かわら版Vol.57 「社会保障国民会議」

■国民会議初会合

政府と各党で構成する「社会保障国民会議」の初会合が開催されました。中道改革連合や国民民主党は出席せず、与党の他は、チームみらいが出席しました。

私は一貫して、「給付付き税額控除の制度設計」については、中道・立憲は国民会議に参加して議論すべきとの立場です。

■自公立3党協議が原型

そもそも、国民会議の原型は、自民党・公明党・立憲民主党の3党協議です。これに与党入りした維新の会も加わって、4党協議となりました。

その後、高市総理が就任し、政府も入れた「社会保障国民会議」が総理から提起されました。ちなみに、この時は食料品消費税ゼロは対象外でした。

昨年末から今年の年始にかけて、私は立憲民主党の政調会長として、自民党の小林鷹之政調会長と国民会議の建て付け(メンバー、議題、スケジュールなど)について詰めの協議を行い、ほぼ合意に至っていました。
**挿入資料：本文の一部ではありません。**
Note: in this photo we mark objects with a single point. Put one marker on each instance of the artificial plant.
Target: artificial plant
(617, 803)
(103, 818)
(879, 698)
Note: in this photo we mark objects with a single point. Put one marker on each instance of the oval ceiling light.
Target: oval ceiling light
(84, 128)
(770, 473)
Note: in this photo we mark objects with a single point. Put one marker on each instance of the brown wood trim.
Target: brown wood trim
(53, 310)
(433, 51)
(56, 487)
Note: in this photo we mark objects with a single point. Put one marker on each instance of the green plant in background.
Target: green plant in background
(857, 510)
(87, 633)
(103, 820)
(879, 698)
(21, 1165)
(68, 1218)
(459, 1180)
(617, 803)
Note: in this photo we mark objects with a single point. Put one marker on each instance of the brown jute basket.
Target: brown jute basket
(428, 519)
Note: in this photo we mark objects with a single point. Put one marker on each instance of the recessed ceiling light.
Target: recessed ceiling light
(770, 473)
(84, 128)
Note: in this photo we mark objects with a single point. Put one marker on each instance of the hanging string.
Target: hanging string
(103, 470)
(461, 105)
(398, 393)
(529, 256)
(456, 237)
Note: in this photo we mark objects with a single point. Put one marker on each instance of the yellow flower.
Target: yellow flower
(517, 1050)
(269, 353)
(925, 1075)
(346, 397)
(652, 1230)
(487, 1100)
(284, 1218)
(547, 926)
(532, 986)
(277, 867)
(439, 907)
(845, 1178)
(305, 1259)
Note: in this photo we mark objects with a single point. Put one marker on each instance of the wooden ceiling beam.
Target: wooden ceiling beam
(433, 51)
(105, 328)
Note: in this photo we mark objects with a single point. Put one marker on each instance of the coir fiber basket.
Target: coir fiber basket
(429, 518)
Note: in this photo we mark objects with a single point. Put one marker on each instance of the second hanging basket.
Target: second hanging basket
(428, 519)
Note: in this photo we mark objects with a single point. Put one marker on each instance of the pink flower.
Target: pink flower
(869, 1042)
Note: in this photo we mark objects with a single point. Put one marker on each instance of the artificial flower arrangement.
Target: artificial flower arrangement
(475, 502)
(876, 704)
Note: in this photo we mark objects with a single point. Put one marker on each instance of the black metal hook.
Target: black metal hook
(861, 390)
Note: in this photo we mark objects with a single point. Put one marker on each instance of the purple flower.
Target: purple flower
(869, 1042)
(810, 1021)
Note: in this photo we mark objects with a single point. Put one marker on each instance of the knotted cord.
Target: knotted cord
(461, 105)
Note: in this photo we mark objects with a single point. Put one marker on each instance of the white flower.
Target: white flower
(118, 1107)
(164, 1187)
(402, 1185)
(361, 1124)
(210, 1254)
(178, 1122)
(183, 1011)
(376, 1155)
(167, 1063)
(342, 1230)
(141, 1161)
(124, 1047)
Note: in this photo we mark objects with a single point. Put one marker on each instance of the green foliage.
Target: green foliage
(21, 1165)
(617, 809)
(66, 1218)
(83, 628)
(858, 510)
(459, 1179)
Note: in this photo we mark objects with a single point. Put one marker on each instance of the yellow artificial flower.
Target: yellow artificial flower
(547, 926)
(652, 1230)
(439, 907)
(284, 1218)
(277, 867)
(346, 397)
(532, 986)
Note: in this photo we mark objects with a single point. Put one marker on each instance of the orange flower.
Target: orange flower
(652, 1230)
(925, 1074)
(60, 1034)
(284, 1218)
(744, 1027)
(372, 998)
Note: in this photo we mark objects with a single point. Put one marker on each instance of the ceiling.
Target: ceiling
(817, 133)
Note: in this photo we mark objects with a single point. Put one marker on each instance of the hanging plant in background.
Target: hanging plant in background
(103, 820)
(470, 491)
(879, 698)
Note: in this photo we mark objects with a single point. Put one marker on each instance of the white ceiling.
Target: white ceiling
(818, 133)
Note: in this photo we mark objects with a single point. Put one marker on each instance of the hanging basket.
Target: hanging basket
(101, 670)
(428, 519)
ほとんどが立憲民主党からの提案で、それを政府・自民党が受け入れた形となりました。

1月中にも初会合を開催する予定でしたが、突然の解散で御破算になってしまったことは残念でなりません。

■国民会議に参加すべき理由

それでもなお、中道・立憲が国民会議に参加すべきと私が考える理由は、以下のとおりです。

給付付き税額控除は、旧民主党以来の看板政策で、立憲民主党、中道改革連合も前面に掲げてきました。
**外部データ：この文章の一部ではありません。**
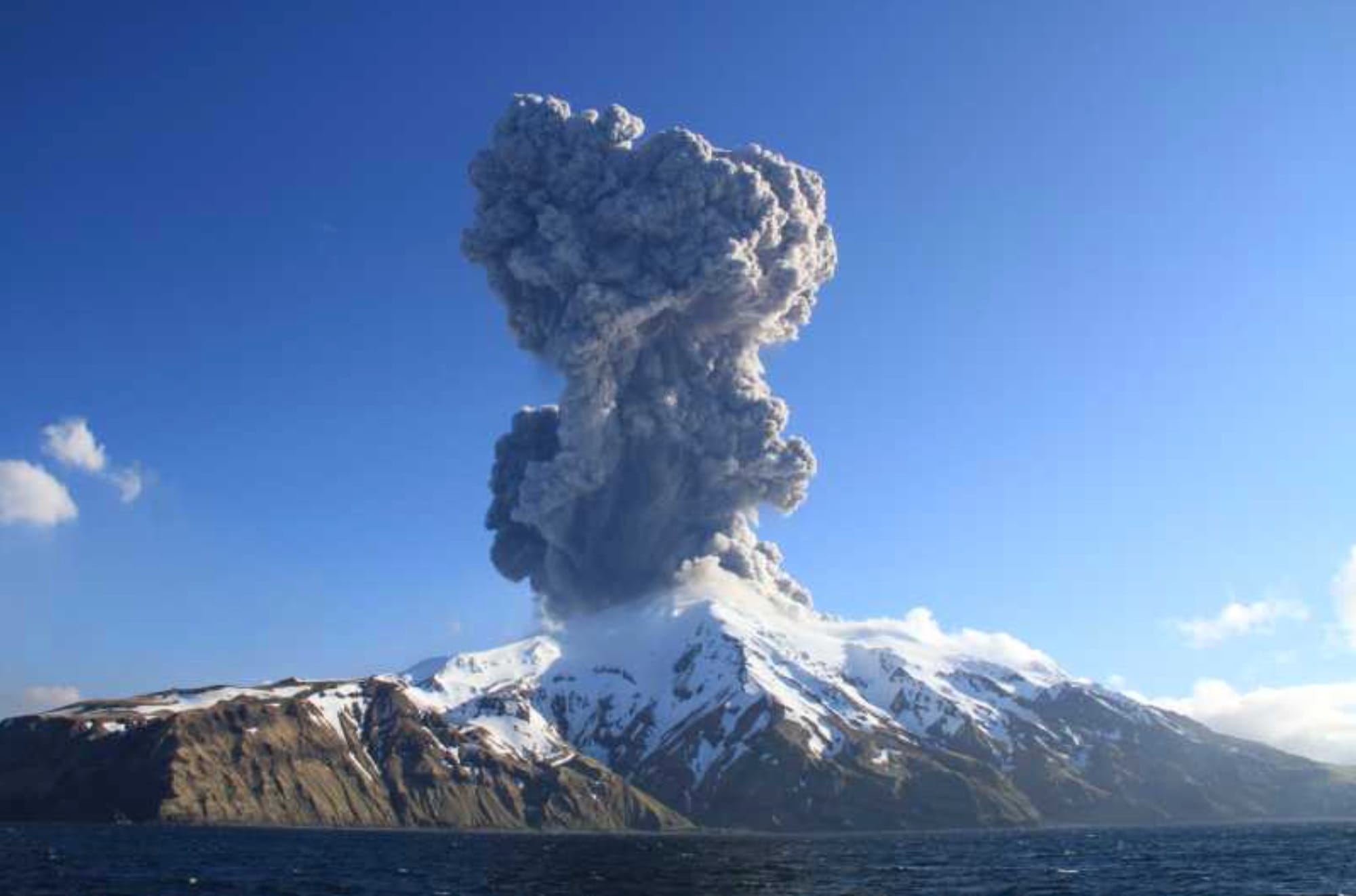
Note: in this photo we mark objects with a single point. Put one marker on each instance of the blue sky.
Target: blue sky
(1085, 369)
今回、国民会議に参加しなければ、同制度の企画立案は高市政権の手に委ねられ、中道・立憲は完全に蚊帳の外に置かれます。

一部野党を排除するのはおかしい、との批判もありますが、国民会議は制度設計の場です。いずれ国会で関連法案と財源の裏付けとなる予算の審議が必要となります。そこで全党で議論することになります。

一方で、そのタイミングで中道・立憲が議論に加わっても、巨大与党のもとで、政府・与党案を1ミリでも修正することは極めて困難です。中道・立憲はただ政府・与党案に賛成するだけの存在となるか、あるいは反対するか、その選択を迫られます。

しかし、政府・与党案に賛成しても何ら存在感は発揮できません。反対すれば、中道・立憲は看板政策の「著作権」を完全に失うだけでなく、「給付付き税額控除に反対した政党」とのレッテルを貼られます。これは絶対に避けるべき選択です。

■食料品消費税ゼロは国会で

一方で、給付付き税額控除と食料品消費税ゼロは分けて考えるべきです。

給付付き税額控除は本格的な制度導入であり、制度設計に1年、法整備、現場対応、周知などに、さらに1年はかかります。制度のスタートは2年以上先になります。したがって、国民会議のような場でじっくり議論するのに相応しいテーマです。

これに対し、食料品消費税ゼロは物価高対策の一環であり、できれば秋、遅くとも来年1月1日にはスタートさせるべきです。そのためには、今国会中の関連法案成立が必要不可欠です。国民会議で悠長に議論する時間はなく、政府・与党が速やかに法案提出すべきです。